Apple's (AAPL, Financials) iPhone 16 sales have fallen short of expectations, with KeyBanc analysts reporting a 6% year-over-year decline in February, underperforming typical seasonal trends. The weaker demand prompted KeyBanc to lower its 2025 iPhone growth forecast to 1%, down from 7% two quarters ago.
Although KeyBanc's carrier survey produced conflicting findings, its own data revealed demand below projected level. Notwithstanding this, propelled by its camera improvements, the iPhone 16 Pro Max remains the most popular model; the Pro variation comes second.
On the other hand, demand for the iPhone 16e has been poor; experts refer to its higher price point as a turnoff. Launched on Feb. 28 at $599, the gadget has lower-end specs but costs 40% more than the SE3, which costs $429. Store comments point to the price approach's hindrance of sales. The iPhone 16 Plus is also the least popular model as consumers looking for bigger screens choose the Pro Max.

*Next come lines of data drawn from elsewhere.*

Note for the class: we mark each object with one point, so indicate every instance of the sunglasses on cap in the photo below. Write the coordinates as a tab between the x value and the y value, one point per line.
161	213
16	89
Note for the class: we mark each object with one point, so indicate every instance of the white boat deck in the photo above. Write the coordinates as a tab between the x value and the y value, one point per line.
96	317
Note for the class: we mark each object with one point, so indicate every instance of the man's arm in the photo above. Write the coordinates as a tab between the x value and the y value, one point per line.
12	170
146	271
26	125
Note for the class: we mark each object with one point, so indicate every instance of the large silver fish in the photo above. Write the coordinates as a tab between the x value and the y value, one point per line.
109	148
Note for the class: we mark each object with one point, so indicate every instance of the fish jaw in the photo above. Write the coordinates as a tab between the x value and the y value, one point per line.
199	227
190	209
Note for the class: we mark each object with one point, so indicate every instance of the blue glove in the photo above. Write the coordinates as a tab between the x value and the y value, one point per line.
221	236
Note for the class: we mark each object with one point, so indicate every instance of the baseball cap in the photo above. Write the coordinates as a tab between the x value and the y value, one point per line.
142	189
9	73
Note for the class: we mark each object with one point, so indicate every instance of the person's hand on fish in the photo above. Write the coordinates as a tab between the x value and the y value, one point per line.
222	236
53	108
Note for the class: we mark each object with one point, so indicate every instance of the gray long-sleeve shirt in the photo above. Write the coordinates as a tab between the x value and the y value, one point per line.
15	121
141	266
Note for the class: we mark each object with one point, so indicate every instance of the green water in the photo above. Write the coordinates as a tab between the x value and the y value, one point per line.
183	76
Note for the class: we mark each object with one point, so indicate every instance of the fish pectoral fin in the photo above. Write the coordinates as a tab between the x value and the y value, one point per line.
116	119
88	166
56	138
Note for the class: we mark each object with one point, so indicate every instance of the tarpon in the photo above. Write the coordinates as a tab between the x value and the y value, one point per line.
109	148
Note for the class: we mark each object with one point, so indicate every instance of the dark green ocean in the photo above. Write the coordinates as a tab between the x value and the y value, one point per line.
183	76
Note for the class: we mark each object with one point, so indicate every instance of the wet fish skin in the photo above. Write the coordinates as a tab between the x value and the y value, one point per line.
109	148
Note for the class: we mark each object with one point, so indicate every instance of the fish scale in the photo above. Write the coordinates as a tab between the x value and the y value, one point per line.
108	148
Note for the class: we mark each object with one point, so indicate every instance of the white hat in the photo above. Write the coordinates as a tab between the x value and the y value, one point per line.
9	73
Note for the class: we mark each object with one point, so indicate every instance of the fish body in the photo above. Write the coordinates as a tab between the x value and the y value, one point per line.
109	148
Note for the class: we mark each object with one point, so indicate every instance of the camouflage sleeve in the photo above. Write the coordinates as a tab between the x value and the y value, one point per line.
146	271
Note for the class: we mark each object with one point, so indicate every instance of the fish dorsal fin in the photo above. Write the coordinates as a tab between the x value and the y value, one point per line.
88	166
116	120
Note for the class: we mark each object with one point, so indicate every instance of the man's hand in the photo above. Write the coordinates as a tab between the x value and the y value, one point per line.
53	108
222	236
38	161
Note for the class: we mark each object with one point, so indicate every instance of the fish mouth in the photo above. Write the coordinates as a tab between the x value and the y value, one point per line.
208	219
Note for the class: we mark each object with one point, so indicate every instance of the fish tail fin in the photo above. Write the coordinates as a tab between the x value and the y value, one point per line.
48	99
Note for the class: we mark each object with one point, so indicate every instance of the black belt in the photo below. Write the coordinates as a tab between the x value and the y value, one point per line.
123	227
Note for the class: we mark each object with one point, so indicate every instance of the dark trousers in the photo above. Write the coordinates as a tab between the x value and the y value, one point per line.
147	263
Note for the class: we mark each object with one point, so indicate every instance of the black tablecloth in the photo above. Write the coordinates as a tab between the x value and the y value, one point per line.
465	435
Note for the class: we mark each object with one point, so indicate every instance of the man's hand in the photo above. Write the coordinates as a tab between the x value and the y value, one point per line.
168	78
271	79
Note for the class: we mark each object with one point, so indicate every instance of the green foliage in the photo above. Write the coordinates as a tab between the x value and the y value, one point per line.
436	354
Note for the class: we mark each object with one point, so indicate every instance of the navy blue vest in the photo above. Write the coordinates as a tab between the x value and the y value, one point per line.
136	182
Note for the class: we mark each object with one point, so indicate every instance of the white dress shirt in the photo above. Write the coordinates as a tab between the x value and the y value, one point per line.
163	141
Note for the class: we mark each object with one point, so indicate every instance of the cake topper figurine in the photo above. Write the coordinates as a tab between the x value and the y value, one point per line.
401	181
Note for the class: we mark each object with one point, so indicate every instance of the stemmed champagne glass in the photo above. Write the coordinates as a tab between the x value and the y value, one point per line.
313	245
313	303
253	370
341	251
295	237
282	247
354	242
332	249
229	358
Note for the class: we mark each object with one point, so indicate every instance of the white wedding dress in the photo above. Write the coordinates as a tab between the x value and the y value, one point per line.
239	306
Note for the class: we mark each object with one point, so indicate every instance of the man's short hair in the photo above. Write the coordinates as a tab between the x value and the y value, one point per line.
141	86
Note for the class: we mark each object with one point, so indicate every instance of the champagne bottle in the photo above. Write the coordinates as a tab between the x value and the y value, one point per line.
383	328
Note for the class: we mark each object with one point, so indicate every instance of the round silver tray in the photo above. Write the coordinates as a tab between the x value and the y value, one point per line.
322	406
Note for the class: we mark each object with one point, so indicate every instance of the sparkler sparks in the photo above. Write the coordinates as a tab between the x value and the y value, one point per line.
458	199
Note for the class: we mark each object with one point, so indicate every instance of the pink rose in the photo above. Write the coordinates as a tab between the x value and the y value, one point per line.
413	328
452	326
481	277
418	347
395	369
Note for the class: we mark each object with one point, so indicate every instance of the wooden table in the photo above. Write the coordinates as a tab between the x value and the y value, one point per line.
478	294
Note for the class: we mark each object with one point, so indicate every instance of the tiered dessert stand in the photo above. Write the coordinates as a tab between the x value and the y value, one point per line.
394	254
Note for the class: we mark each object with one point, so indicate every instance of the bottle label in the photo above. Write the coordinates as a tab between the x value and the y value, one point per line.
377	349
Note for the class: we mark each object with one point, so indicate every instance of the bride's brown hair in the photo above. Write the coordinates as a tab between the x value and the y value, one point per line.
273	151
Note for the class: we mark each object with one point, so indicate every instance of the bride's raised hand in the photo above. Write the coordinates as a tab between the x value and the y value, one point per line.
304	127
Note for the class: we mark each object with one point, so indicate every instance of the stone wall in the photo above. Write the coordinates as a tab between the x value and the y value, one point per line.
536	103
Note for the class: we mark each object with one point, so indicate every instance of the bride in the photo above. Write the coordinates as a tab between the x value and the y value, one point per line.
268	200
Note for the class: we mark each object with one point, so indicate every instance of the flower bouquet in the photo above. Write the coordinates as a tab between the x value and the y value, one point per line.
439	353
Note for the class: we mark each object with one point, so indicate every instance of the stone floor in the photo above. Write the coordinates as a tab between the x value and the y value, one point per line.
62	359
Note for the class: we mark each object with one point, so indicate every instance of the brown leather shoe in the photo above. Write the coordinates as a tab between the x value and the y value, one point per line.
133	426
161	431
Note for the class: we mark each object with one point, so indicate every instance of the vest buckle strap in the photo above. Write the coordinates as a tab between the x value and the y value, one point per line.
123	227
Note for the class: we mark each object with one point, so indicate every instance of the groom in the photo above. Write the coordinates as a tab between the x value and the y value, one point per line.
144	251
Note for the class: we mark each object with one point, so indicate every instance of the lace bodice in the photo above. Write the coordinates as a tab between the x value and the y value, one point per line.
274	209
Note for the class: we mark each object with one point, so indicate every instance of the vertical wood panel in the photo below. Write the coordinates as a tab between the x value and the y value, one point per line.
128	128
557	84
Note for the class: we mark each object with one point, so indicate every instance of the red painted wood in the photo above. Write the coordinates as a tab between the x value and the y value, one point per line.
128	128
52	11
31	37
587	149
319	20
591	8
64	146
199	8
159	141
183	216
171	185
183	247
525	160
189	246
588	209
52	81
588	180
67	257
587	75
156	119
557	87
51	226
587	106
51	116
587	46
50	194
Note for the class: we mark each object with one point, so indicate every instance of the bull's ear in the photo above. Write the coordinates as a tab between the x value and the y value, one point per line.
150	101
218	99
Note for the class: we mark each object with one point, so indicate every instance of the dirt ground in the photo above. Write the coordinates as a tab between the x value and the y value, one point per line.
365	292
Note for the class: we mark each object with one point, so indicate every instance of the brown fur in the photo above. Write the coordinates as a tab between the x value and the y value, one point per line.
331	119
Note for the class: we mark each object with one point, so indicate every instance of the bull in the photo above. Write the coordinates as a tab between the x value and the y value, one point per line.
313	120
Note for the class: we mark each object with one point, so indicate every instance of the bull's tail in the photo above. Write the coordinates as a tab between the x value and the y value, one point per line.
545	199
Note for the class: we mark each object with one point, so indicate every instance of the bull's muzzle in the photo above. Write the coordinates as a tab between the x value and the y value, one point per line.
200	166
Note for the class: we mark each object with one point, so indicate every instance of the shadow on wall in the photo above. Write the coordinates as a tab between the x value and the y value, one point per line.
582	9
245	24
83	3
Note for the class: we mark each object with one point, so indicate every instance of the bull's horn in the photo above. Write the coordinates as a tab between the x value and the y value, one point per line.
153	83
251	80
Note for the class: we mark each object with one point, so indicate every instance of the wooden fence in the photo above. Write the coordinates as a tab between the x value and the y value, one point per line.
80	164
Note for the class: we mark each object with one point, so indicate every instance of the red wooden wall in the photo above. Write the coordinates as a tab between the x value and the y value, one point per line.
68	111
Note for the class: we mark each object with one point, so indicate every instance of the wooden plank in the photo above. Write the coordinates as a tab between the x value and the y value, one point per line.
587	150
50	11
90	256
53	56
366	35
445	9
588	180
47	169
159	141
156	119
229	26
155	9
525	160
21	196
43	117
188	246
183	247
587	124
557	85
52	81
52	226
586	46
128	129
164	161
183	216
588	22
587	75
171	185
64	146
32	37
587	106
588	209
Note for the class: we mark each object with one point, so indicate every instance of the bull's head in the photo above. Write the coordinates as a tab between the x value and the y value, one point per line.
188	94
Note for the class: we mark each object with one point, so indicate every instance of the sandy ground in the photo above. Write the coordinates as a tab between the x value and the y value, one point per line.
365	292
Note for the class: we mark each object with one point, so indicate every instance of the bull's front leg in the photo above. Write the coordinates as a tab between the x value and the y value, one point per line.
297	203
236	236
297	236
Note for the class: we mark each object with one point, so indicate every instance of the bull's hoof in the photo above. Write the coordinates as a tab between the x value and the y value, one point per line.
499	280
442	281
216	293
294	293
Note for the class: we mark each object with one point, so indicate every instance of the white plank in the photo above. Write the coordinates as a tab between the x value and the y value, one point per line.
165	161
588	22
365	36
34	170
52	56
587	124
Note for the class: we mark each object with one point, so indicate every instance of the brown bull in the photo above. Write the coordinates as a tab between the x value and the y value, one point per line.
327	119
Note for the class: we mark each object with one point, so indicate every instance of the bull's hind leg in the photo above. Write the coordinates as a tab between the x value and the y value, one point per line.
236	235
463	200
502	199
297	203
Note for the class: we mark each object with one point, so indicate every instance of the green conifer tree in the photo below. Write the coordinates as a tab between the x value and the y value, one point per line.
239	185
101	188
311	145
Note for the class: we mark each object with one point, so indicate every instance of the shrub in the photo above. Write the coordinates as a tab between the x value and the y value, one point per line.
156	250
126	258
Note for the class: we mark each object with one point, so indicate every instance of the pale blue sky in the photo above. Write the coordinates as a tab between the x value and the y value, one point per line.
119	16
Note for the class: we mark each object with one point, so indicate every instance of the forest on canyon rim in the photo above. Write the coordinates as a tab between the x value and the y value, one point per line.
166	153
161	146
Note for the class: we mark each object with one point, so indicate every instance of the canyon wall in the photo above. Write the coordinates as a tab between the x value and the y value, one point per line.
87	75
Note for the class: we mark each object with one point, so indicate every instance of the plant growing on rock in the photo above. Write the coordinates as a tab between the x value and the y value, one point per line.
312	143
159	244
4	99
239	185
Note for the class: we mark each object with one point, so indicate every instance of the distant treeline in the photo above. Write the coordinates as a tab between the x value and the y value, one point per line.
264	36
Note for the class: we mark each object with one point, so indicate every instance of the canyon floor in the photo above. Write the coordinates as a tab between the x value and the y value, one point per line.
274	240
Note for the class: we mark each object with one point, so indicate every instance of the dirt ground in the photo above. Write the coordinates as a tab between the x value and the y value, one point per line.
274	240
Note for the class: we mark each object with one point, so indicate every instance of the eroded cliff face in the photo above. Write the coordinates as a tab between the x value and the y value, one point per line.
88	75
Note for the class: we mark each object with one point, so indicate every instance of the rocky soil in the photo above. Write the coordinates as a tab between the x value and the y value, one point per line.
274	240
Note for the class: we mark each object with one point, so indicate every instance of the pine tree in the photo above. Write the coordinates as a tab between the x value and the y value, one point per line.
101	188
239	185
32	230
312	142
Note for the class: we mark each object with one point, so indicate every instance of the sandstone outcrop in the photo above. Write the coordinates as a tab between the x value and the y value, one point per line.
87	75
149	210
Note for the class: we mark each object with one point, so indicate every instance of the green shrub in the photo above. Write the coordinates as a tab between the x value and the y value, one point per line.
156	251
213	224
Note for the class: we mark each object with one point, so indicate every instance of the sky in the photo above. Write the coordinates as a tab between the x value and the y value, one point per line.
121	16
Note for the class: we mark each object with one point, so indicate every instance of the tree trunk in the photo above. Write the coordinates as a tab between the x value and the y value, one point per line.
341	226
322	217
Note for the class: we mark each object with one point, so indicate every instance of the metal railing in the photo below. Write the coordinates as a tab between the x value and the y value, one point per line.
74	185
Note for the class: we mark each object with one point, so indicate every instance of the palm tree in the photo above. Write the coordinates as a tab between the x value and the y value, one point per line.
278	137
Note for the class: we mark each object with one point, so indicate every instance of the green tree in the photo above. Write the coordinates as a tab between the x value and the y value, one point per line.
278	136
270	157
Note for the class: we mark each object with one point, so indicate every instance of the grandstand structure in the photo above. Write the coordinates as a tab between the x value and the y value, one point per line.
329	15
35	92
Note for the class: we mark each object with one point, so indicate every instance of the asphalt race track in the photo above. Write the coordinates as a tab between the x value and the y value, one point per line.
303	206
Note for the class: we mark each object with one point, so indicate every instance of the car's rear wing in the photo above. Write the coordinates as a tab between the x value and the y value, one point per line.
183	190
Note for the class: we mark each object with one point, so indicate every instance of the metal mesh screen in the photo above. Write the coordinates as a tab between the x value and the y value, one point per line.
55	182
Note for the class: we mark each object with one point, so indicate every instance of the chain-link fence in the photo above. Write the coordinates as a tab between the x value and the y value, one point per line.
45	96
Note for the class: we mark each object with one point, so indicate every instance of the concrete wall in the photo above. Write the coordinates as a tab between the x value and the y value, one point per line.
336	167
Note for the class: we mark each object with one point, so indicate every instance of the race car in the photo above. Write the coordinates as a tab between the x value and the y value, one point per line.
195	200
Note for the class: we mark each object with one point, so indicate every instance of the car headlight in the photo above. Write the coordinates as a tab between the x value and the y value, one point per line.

With indexed expenditure down 9% month-over-month, compared to the three-year average decrease of 3%, broader hardware purchasing patterns also slumped in February. Spending dropped 9% annually, a reverse from the 6% increase in January.
KeyBanc maintained its Underweight rating on Apple, noting a lack of a significant upgrading cycle and poor demand for iPhones 16. Concerns also included growing competition in China and Apple's value being unwarranted considering slower development prospects. Notes on negative drivers for future sales were delays in Apple Intelligence and Siri updates.